However, use of RL with real, physical robots is being delayed by a lack of benchmark tasks and supporting source code. The report authors (A. Rupam Mahmood, Dmytro Korenkevych, Gautham Vasan, William Ma and James Bergstra) aimed to change that by taking three commercially-available robots and using off-the-shelf implementations of four RL algorithms to teach them to move.

The authors used a robotic arm (Universal Robotics' UR5); an actuator used to control various robots (Robotis' MX-64AT Dynamixel); and a hobbyist robot based on the Roomba vacuum cleaner (iRobot Create2). The algorithms were TRPO, PPO, DDPG and Soft-Q.

They conclude that deep learning lags behind the traditional way of training robots with scripts ‘by a large margin in some tasks, where such solutions were well established or easy to script'. However, RL was ‘more competitive' in complex tasks (for instance, docking to a charging station).

The report also shows that the RL algorithms need careful tuning to their variables before being useful for any task - but after tuning, those same variables were applicable across a range of tasks.

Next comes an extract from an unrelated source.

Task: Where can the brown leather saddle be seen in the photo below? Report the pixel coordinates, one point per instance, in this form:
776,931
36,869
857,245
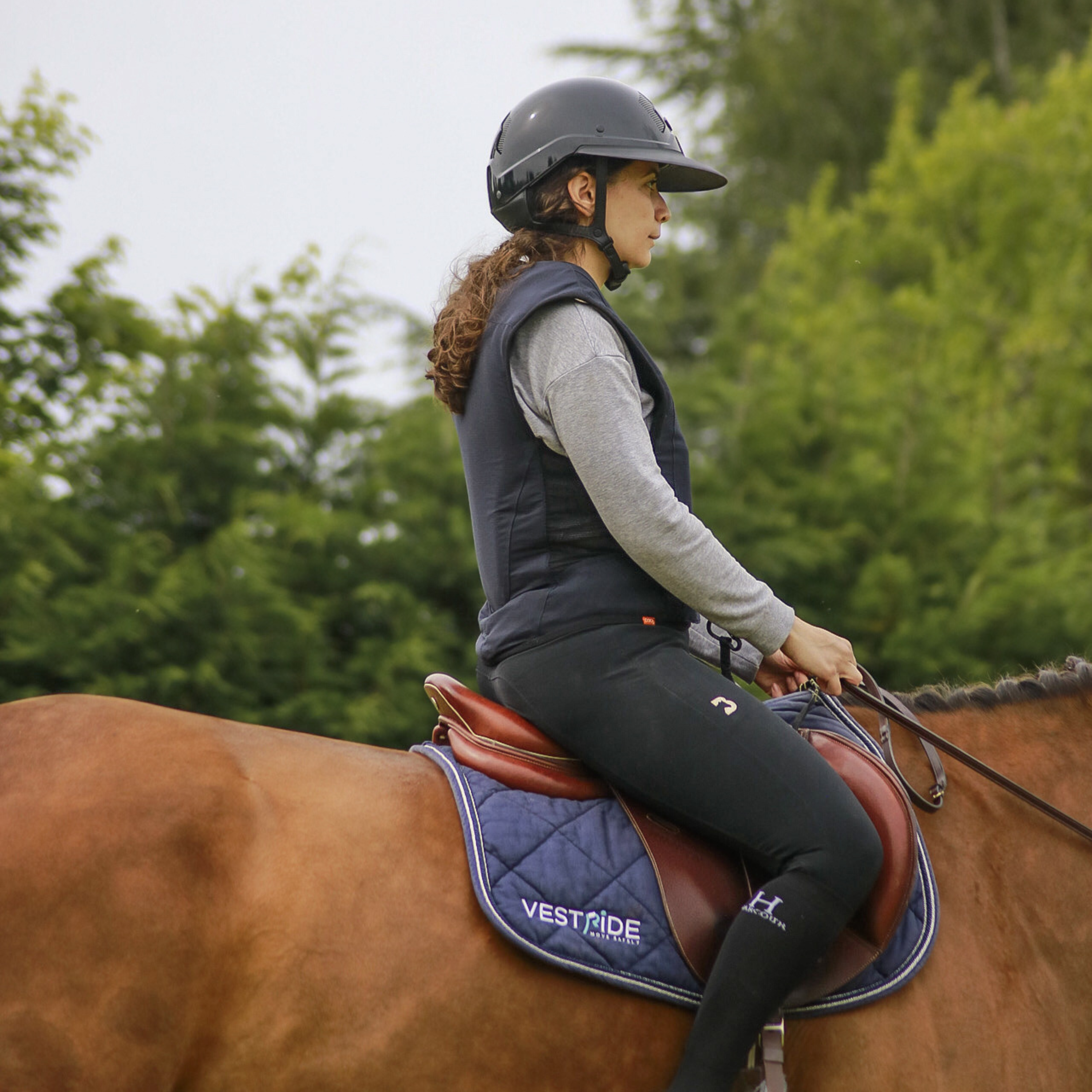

‘Although hyper-parameter optimisation is likely necessary for best performance on a new task, a good configuration [of hyper-parameters] based on one task can still provide a good baseline performance for another,' the authors wrote.

The study was based on more than 450 experiments that were performed over 950 hours of robot usage. The report concludes:

‘This study strongly indicates the viability of reinforcement learning research extensively based on real-world experiments, which is essential to understand the difficulties of learning with physical robots and mitigate them to achieve fast and reliable learning performance in dynamic environments. The benchmark tasks and the supporting source code enable the necessary steps for such understanding and easy adoption of physical robots in reinforcement learning research.'